Sunday, April 02, 2006

Drawing figures for LaTeX - jpicEdt - Java Picture editor



jPicEdt
is a very user-friendly open source software for creating and editing your drawings for LaTeX documents. Its main strength is, in my opinion, its capacity to generate drawings based on the very nice package PSTRICKS. This is gives a very powerful environment for creating sophisticated drawings.
From the web site (www.jpicedt.org):
jPicEdt can generate LaTeX, eepic and PsTricks code from a user-friendly graphical interface! This may include:

* Every graphical element allowed by the picture environment commands: lines, arrows, circles, boxes.
* Emulated elements, for example lines of any slope (which LaTeX doesn't support natively), circles of any size, ellipses, arcs and polygons. This makes a strong use of the \multiput command.
* Nearly every object allowed by the epic/eepic packages (excluding grids and textured filling): dashed lines, filled (whitened, blackened or shaded) ellipses or polygons, arcs,... Using this package is optional.
* As of version 1.3.2, nearly every object allowed by the pstricks.sty package (this include : filling with colours, hatches, textures, setting various stroke parameters...). Support for pstnode.sty and other related packages is underway.

jPicEdt can parse LaTeX files that include a \begin{picture}...\end{picture} (or \begin{pspicture}...\end{pspicture}) block, and is able to interpret a great deal of commands, either LaTeX-, PsTricks- or eepic-compliant (this allows in particular to load files generated by GnuPlot with a gset term eepic command).
jPicEdt is written in JAVA. As a result, it can run on any platform where a JVM (Java Virtual Machine) is installed (nearly every Unix flavors, plus Window 9x/2000/XP and MacOS, at least...)


If you configure jpicEdt for compiling the drawings with LaTeX and dvips, you can very easily convert them to PDF for also using them with PDFLaTeX.

Friday, March 31, 2006

Drawing figures for Latex - Ipe extensible drawing editor




Ipe extensible drawing editor is a very nice tool for drawing figures for LaTeX. It is developed by Otfried Cheong. The source code and the binaries for Windows and Linux can be downloaded from ipe.compgeom.org.
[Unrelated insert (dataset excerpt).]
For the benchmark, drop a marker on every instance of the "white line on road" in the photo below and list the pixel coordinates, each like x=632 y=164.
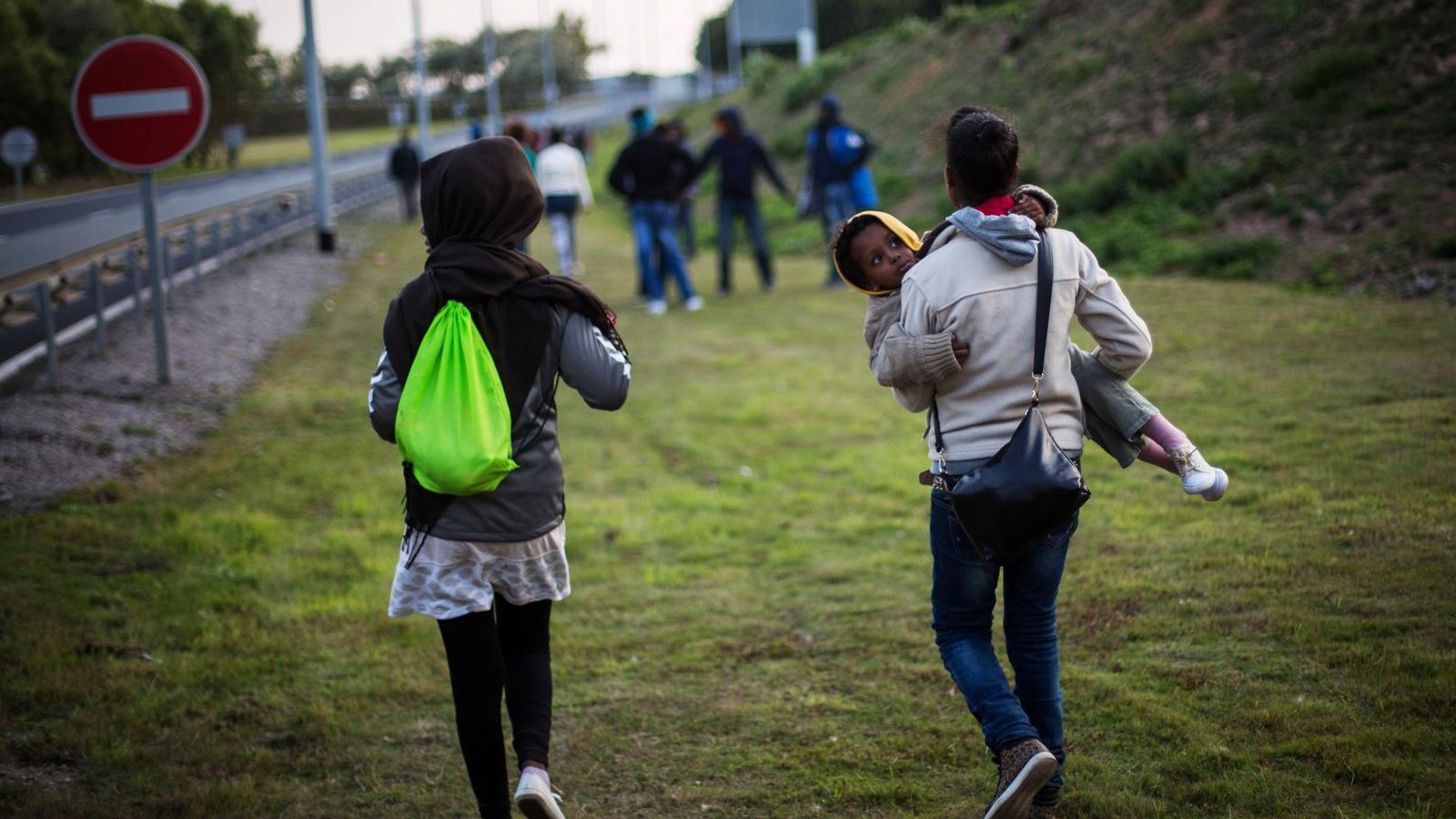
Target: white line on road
x=140 y=102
The features of ipe are (from the web site):

* Entry of text as LaTeX source code. This makes it easy to enter mathematical expressions, and to reuse the LaTeX-macros of the main document. In the display text is displayed as it will appear in the figure.
* Produces pure Postscript/PDF, including the text. Ipe converts the LaTeX-source to PDF or Postscript when the file is saved.
* It is easy to align objects with respect to each other (for instance, to place a point on the intersection of two lines, or to draw a circle through three given points) using various snapping modes.
* Users can provide Ipelets (Ipe plug-ins) to add functionality to Ipe. This way, Ipe can be extended for each task at hand.
* The text model is based on Unicode, and has been tested with Korean, Chinese, and Japanese.
* The UI is implemented using the portable toolkit Qt, and so can be compiled for Unix, Windows, and Mac OS X (see below).
It can save its figures in the EPS (encapsulated Postscript) format for using with dvips or in the PDF format for using with pdflatex.

Ipe is not very simple to use since it has some special tricks (for example the transition between different modes can be cumbersome sometime), but it is very powerful for drawing even complex figures for LaTeX and it is now my main drawing software.